«Тыловые крысы». Война срывает все личины - страница 10
Выехав на большой Краснодарский тракт, мы свернули влево. Только что горы находились позади нас, и снова лошади, помахивая гривами, везли наш фургон опять к горам. Если сравнить хребет с огромной дугой, то от западного ее основания мы перебирались к восточному. Горы, предохранявшие наш рыбачий поселок от восточных ветров, теперь были перед глазами. Вот откуда испуганно удирали птичьи базары! Равнина, пересеченная каньонами, вплотную подошла к невысокому хребту, подрезанному у подножья горной рекой. Широкая и прямая, как развернутый холст, степная дорога упиралась в горы. Куда вела дорога дальше, пока не было известно. Может быть, там и кончалась? Может быть, опять вела к другому неизвестному мне перевалу?
Вскоре я различил в темных волнах курчавых лиственных лесов белостенные домики, разбросанные и на взгорье и у подножья. Эти белые домики невольно напоминали мне стаю уставших чаек, спустившихся отдохнуть на волны. Горячий ветер и струйчатое колебание миражей усиливали это впечатление, и мое детское сердце готово было полюбить эти новые места, где мне было суждено жить, горевать и радоваться.
Пирамидальные тополя по обеим сторонам въезда напоминали кипарисы. Ну что ж, почти ничего не изменилось…
– Это станица Псекупская, – сказал отец.
Мать внимательно и тревожно осматривалась вокруг.
– Как здесь с топливом? – спросила она.
– Топливо есть, – отец обводил рукой лесистые горы. – Лишь бы топор в руки.
– А вода?
– Родники. Можно вырыть колодец. Здесь срубы выкладывают речным камнем.
– А картофель родит?
– Еще как.
– Близко школа?
– Построимся рядом со школой, – отец подмигнул мне. – А тебе, Сергей, кроме школы, припасена река. Плавай и ныряй…
– А рыба?
– Я не люблю рыбу, – вмешалась Анюта.
– Есть и рыба, если только она еще не въелась тебе в печенки, Анюта.
– Я хочу жареной печенки, – сказала сестра.
Мы въехали в станицу. Деревянный мостик с окрашенными охрой перилами простучал под копытами лошадей. Все привлекало мое внимание. Улица была широкая, рассеченная надвое хорошо отделанной грейдерами дорогой.
Белые домики прятались в тени яблоневых и грушевых садов. На улицу выходили частоколы из узко нарезанной дубовой планки – штакета. Заборы были одинаковой высоты; их ровная линия начиналась с окраины у тополевой аллеи и кончалась возле каменных зданий, расположенных в огороженном парке. На воротах парка по фанерному подбою было написано масляной краской: «Добро пожаловать!»
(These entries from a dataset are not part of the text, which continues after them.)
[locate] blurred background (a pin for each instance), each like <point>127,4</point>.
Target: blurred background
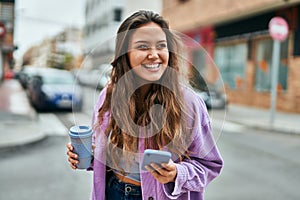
<point>54,60</point>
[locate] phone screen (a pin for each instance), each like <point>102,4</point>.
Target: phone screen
<point>155,156</point>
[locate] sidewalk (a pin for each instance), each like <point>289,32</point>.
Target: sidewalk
<point>21,125</point>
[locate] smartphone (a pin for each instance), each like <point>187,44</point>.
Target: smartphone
<point>155,156</point>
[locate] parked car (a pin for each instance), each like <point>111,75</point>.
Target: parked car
<point>55,89</point>
<point>95,78</point>
<point>213,98</point>
<point>26,74</point>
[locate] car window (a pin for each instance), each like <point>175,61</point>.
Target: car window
<point>58,79</point>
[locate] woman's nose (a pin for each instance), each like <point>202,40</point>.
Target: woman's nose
<point>153,54</point>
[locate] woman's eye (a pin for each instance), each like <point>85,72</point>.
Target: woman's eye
<point>161,46</point>
<point>143,47</point>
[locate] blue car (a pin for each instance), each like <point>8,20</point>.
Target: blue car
<point>55,89</point>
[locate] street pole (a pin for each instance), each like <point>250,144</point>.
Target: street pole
<point>279,30</point>
<point>275,67</point>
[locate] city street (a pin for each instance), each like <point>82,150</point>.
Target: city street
<point>258,165</point>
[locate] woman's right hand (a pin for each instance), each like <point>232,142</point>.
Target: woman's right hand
<point>72,157</point>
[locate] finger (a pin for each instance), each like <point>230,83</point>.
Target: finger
<point>169,166</point>
<point>70,147</point>
<point>73,166</point>
<point>158,168</point>
<point>73,161</point>
<point>72,155</point>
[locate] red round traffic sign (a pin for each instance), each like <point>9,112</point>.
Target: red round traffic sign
<point>278,28</point>
<point>2,30</point>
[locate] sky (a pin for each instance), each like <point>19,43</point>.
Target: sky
<point>36,20</point>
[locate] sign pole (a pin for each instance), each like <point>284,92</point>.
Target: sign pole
<point>275,67</point>
<point>279,30</point>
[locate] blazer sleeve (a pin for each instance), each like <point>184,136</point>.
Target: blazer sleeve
<point>205,161</point>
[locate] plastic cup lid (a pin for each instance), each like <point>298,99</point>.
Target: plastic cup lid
<point>80,131</point>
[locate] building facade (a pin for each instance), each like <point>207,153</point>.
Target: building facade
<point>103,18</point>
<point>234,36</point>
<point>7,18</point>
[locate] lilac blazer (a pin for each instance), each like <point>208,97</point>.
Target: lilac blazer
<point>192,175</point>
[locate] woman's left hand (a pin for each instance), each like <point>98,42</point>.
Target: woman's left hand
<point>165,173</point>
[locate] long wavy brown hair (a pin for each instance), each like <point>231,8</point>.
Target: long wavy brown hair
<point>167,125</point>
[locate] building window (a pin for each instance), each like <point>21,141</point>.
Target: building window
<point>264,66</point>
<point>7,12</point>
<point>117,15</point>
<point>231,61</point>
О том, что приглашение относилось не к нам, я догадался по тому, что нас с фургоном не пустили даже близко к воротам. У калитки парка стояла сторожиха с палкой. Тополевая аллея тянулась через весь парк. В пролетах деревьев я увидел гору с ровно скошенными краями, заросшими темным лесом. После я узнал, что каменные здания и парк принадлежат курорту, а дальше к реке, от ванных зданий, где лечатся больные, текут серные ключи.
– Вы подождите здесь, а я разыщу Устина Анисимовича, – сказал отец.
– Иди, – тихо проговорила мать.
Отец быстро пошел к калитке, что-то сказал женщине с палкой, и она его пропустила.
Мать поглядела вслед отцу, вздохнула. Я понимал ее состояние. Мне тоже было не по себе. Мы приехали в чужое, неизвестное место. Нам негде было пока остановиться, негде умыться.
Пока отец искал Устина Анисимовича, мы подошли к памятнику Ленину, стоявшему среди цветочных клумб. Правая рука Ленина протянута в сторону кубанской степи. В левой руке зажата кепка. Цоколь памятника сделан из цельной гранитной глыбы.